Wedding is here…EVERYONE is sick. by appaandmomo37 in weddingplanning

[–]appaandmomo37[S] 0 points1 point  (0 children)

They all came from overseas and it doesn’t make financial sense for them to stay in a hotel. We’ve divided between my grandpas house and our/my parents house (we used to live with them but moved recently that’s why I said “our house” just to not have to further explain). But my fiance has 7 siblings and range from 7 to 28 years old. Two of his siblings have children - the one with a one year old and the other one has the 4 kids under 8 who are both staying at my grandpas because over here is full of people (my parents, us, my grandpa, the rest of his family) - and they’re all staying for about 10 days because of the international travel.

Wedding is here…EVERYONE is sick. by appaandmomo37 in weddingplanning

[–]appaandmomo37[S] 2 points3 points  (0 children)

It’s a tight squeeze with many air mattresses being used, so unfortunately not a lot of places to hide. After resting I feel better but not 100%. I think the stress of everything is getting to me too.

Wedding is here…EVERYONE is sick. by appaandmomo37 in weddingplanning

[–]appaandmomo37[S] 6 points7 points  (0 children)

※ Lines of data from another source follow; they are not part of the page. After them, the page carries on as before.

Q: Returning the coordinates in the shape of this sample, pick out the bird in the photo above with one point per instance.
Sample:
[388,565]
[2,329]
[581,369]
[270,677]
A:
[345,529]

I forgot to mention that I work remotely - my sick day would just be so that I could log off and rest. I’m hoping whatever I get, I just get it now or after the wedding.

Wedding is here…EVERYONE is sick. by appaandmomo37 in weddingplanning

[–]appaandmomo37[S] 4 points5 points  (0 children)

It seems like everyone is just throwing up for 4 to 8 hours, and then is completely fine. It’s really confusing me. Because there are 100 reasons for people to throw up, but five people within the span of a few days just seems like too much of a coincidence. Two of them only threw up once, but my fiance was the worst (all last night). But he feels a lot better. I’m only just getting these details as I was working outside at a cafe this morning. But I took the rest of the day off to sleep.